On vient de me demander la permission de monter des tentes sur le terrain de l'hôpital pour désengorger un peu Port-au-Prince. Une équipe de chirurgiens de l'Université du Maryland est supposée arriver bientôt pour s'occuper des cas que nous avons, pour la plupart des cas orthopédiques et pour lesquels nous ne sommes malheureusement pas équipés. Encore une fois, on fait ce qu'on peut...
Plusieurs parmi vous veulent contribuer monétairement. C'est généreux et louable. Ce peut être une goutte d'eau dans l'océan des milliards qui seront nécessaires pour rebâtir la capitale, mais comme on dit couramment: "C'est avec des cennes qu'on fait des piasses." Alors envoyez votre goutte d'eau, tout en acceptant qu'elle ne sera qu'une petite partie de la masse liquide. Est-ce que tous ces dons parviendront vraiment au peuple haïtien? Sans doute pas. Pas tant par manque d'honnêteté qu'à cause de la complexité du processus.
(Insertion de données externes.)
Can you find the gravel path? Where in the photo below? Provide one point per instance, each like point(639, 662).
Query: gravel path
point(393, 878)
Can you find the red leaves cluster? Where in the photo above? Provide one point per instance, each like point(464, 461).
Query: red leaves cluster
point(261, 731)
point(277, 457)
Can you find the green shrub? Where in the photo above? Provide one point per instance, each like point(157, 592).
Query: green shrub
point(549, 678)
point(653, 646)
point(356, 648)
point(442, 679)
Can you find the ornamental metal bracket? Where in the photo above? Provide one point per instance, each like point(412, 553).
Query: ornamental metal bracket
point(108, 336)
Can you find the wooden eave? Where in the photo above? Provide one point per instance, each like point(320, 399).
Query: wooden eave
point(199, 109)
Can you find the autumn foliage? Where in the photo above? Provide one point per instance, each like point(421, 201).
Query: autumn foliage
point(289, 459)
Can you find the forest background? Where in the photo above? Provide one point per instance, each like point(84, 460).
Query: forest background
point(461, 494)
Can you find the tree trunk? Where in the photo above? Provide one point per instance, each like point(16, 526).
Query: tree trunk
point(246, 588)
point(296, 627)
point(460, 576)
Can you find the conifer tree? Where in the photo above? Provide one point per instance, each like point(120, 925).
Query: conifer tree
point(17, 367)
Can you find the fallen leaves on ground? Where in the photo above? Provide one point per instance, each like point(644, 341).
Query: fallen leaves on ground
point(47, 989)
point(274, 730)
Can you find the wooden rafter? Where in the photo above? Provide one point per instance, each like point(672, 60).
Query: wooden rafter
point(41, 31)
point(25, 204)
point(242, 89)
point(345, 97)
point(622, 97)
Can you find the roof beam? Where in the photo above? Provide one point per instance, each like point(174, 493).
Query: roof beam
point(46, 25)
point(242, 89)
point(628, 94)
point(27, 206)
Mais bon. Je ne pense pas qu'il faille s'arrêter à cela. Le geste exprime plutôt une forme de solidarité qui rejoint celle d'Hemingway quand il disait: "Ne demande jamais pour qui sonne le glas, il sonne toujours pour toi." Le malheur des autres est toujours le nôtre. Et celui qui frappe Haïti présentement, ben les amis, c'est pas de la petite bière, je vous le dis tout net.
N'ap swiv...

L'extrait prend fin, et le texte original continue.